Combining Different Latent Spaces?

Hi,

I found a post here about comparing cosine similarities over time.

I am doing something similar but a bit different. I have created an information retrieval engine that operates over document embeddings in different languages, reusing the same categories to index those embeddings in a projected feature space of cosine similarities.

There’s a faceted browser which allows users to combine features in a context sensitive way and browse the pooled cosine similarities.

My question is: does the community think this could have any use for aligning document embeddings in different languages?

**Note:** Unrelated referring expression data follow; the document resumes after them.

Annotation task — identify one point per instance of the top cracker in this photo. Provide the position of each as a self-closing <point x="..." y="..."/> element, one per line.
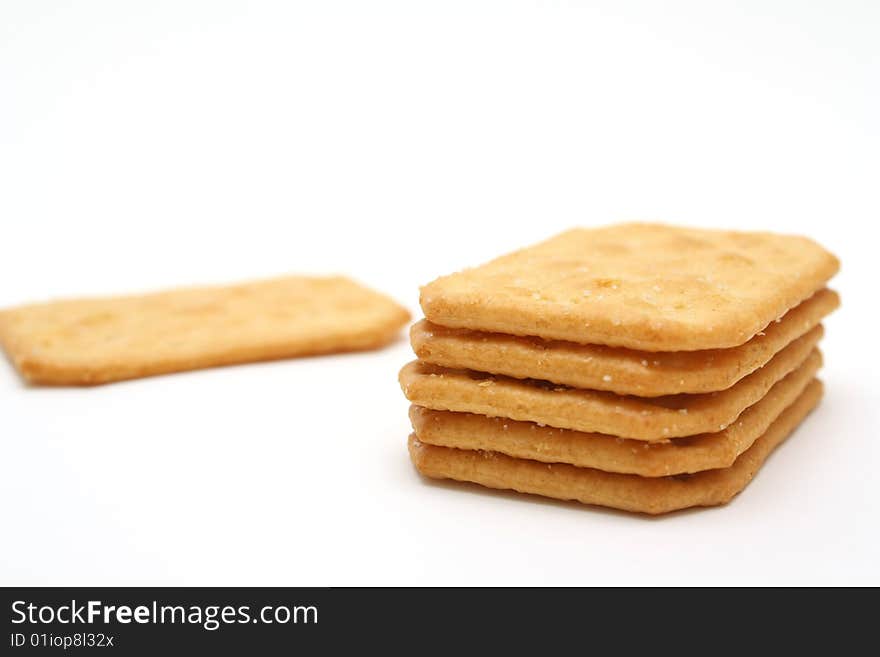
<point x="644" y="286"/>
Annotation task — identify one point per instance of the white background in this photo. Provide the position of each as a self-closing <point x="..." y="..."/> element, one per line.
<point x="153" y="144"/>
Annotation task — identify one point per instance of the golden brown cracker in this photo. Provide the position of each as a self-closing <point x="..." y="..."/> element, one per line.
<point x="642" y="286"/>
<point x="652" y="495"/>
<point x="527" y="440"/>
<point x="641" y="418"/>
<point x="90" y="341"/>
<point x="616" y="369"/>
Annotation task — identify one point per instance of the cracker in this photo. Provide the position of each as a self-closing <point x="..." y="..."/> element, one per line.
<point x="620" y="491"/>
<point x="620" y="370"/>
<point x="642" y="286"/>
<point x="641" y="418"/>
<point x="92" y="341"/>
<point x="526" y="440"/>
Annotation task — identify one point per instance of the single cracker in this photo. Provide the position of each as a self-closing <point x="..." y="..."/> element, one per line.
<point x="619" y="491"/>
<point x="90" y="341"/>
<point x="641" y="418"/>
<point x="642" y="286"/>
<point x="616" y="369"/>
<point x="526" y="440"/>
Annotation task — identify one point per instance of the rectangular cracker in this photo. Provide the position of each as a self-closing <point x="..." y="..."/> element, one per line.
<point x="91" y="341"/>
<point x="616" y="369"/>
<point x="619" y="491"/>
<point x="642" y="286"/>
<point x="641" y="418"/>
<point x="527" y="440"/>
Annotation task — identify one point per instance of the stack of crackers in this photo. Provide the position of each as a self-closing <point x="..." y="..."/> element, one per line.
<point x="642" y="367"/>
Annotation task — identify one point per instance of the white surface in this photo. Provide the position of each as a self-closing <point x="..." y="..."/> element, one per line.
<point x="152" y="144"/>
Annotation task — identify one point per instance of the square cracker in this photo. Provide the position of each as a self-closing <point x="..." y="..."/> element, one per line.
<point x="527" y="440"/>
<point x="642" y="286"/>
<point x="619" y="491"/>
<point x="640" y="418"/>
<point x="616" y="369"/>
<point x="90" y="341"/>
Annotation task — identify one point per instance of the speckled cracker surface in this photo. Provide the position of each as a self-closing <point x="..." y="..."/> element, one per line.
<point x="527" y="440"/>
<point x="620" y="370"/>
<point x="640" y="418"/>
<point x="642" y="286"/>
<point x="620" y="491"/>
<point x="92" y="341"/>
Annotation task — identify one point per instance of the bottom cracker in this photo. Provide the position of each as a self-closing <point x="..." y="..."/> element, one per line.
<point x="619" y="491"/>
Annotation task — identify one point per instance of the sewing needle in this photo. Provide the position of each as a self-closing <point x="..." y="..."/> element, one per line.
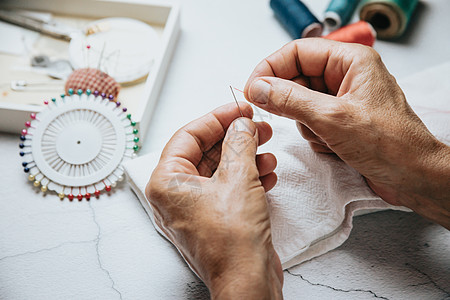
<point x="235" y="100"/>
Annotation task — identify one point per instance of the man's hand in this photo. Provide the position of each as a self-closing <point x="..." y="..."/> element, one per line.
<point x="345" y="102"/>
<point x="208" y="196"/>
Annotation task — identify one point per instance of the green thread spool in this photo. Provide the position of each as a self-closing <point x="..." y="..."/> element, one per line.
<point x="339" y="13"/>
<point x="388" y="17"/>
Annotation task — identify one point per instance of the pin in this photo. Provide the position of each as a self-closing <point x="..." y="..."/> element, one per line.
<point x="235" y="100"/>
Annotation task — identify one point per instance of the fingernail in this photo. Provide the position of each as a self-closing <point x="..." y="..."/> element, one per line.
<point x="259" y="91"/>
<point x="244" y="125"/>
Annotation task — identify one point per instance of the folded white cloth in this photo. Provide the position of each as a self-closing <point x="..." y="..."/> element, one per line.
<point x="312" y="205"/>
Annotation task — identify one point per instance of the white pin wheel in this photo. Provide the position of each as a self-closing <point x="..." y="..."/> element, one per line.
<point x="77" y="145"/>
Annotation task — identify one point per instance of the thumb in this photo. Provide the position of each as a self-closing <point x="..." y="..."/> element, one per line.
<point x="289" y="99"/>
<point x="238" y="158"/>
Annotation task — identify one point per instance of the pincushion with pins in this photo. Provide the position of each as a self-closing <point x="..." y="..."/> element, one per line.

i.e., if I reused the same features and indexed a large number of vector databases with anchor vectors that represented those features, and pooled them continuously until I had one very large cosine-similarity feature space, would it be useful for combining documents, or would it just contain meaningless noise and strange artefacts? Could I use it to align different embedding spaces over time? Would it be useful for training a model or for RAG?

Or is this approach just extremely naive?

Hey there and welcome!

Sounds like a neat project.

Just to be clear here, do you mean like, different natural languages that represent the contents of the docs, or different programming languages here?

Perhaps yes, but perhaps this might also be rather over-complicating something that could be solved with a simple graph database? You can essentially just make your own pool of vectorized data that has any kind of arbitrary connections/clusters or links between nodes that you’d like. Myself and others here really like neo4j because of the cool ways in which you can cluster and vectorize things for easy RAG with an LLM.